Cross-sex Hormones and Acute Cardiovascular Events in Transgender Persons
Anjoli Punjabi, Pharm.D, MPH, FQHC Urban Network
Background: Some transgender persons undergo cross-sex hormone therapy to align their physical appearance with their gender identity. There is concern that this therapy may lead to increased risk of acute cardiovascular events (ACVEs), including venous thromboembolism (VTE), ischemic stroke, and myocardial infarction. However, population-based evidence for the association between cross-sex hormone therapy and risk of ACVEs is inconsistent and limited. Please note the following definitions as they will be referenced throughout:
Transgender: Denoting a person whose gender identity differs from their birth sex.
Transfeminine: Denoting a person who was assigned male at birth, but identifies with femininity to a greater extent than masculinity
Transmasculine: Denoting a person who was assigned female at birth, but identifies with masculinity to a greater extent than femininity.
Cisgender: Denoting a person whose sense of personal identity and gender corresponds with their birth sex.
Objective: To compare ACVE incidence rates in a cohort of transgender persons with rates in a matched cisgender men and women reference cohort.
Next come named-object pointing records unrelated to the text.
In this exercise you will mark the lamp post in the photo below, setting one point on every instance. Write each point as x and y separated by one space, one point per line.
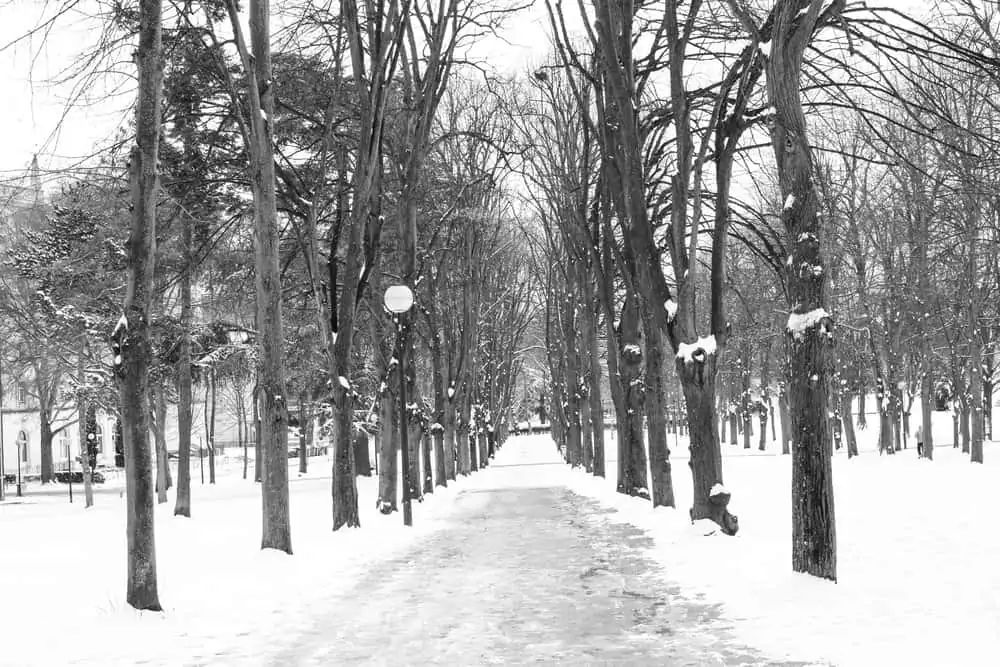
398 300
22 442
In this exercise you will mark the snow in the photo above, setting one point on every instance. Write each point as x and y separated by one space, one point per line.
799 322
931 610
121 324
929 577
671 307
691 352
225 601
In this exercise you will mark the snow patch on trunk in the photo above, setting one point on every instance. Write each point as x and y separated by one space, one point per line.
799 322
698 350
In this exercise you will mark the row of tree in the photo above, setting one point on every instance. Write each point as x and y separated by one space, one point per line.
649 134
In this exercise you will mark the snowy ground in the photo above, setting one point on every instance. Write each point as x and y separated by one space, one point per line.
918 582
917 548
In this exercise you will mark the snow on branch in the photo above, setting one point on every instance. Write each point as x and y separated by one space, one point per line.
798 323
697 351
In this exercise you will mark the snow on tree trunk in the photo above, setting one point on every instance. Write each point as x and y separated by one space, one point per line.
210 405
809 335
86 435
846 414
632 450
304 430
276 516
45 446
160 437
592 354
425 446
182 501
131 345
656 414
586 429
697 375
388 469
786 422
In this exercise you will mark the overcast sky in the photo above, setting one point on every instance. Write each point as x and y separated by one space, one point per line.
34 116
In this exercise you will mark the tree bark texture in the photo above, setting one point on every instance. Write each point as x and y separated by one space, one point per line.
388 469
632 449
809 336
160 436
276 520
697 375
131 337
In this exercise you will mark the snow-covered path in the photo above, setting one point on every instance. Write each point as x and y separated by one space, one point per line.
524 572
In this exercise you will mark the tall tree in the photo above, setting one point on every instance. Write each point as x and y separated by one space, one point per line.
258 134
130 338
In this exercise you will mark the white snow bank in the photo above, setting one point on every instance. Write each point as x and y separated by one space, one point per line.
799 322
225 601
697 351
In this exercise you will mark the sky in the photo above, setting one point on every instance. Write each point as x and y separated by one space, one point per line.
35 118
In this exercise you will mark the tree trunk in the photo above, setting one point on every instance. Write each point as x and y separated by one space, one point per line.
276 520
786 422
258 461
697 375
131 346
86 434
632 449
388 469
45 445
587 432
425 445
182 502
440 467
656 415
303 437
210 426
592 354
846 414
451 452
160 436
976 396
809 335
964 426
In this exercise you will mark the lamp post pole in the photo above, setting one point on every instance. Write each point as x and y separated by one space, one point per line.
3 466
404 445
398 300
Study Design: The Kaiser Permanente Health systems in Georgia and California conducted an electronic medical record–based cohort study of transgender members who had an index date (first evidence of transgender status) from 2006 through 2014. Each transgender participant was matched to ten male or female cisgender enrollees by year of birth, race/ethnicity, study site, and index date enrollment. The total number of participants in the study was 2842 transfeminine (matched to 48,686 cisgender men) and 2118 transmasculine members (matched to 48,774 cisgender women) with a mean follow-up of 4.0 and 3.6 years, respectively. ACVEs were identified from diagnostic codes (ICD-9 and ICD-10) codes through the end of 2016 in transgender and reference cohorts. Multivariable Cox proportional hazards models were utilized to compare ACVE rates between the transfeminine and transmasculine cohorts, the hormone initiation cohorts (transgender participants who started estrogen or testosterone after the index date), and among members in the matched cisgender reference groups, after controlling for confounding factors.
Results: It was found that transfeminine participants had a higher incidence of VTE, with 2- and 8-year risk differences of 4.1 (95% CI, 1.6 to 6.7) and 16.7 (CI, 6.4 to 27.5) per 1000 persons relative to cisgender men; and 3.4 (CI, 1.1 to 5.6) and 13.7 (CI, 4.1 to 22.7) relative to cisgender women.
Conclusions: The evidence was insufficient to draw conclusions regarding risk among transmasculine participants due to limited number of occurring ACVEs in this group. More pronounced differences for VTE and ischemic stroke were observed among transfeminine participants who initiated hormone therapy (estrogen) during the follow-up period. One trend that was observed in this group was that VTE rates increased after 2 years of follow-up and continued to rise for another 5 to 6 years.
Key Point: Results may indicate that clinicians need to increase vigilance in identifying long-term vascular side effects of estrogen therapy in transgender patients. The risk for ACVEs in this population must be weighed against the benefits of treatment.
Getahum H, Nash R, Flanders DW, et al. Cross-sex Hormones and Acute Cardiovascular Events in Transgender Persons. Annals of Internal Medicine. [published online July 10, 2018]. doi: 10.7326/M17-2785.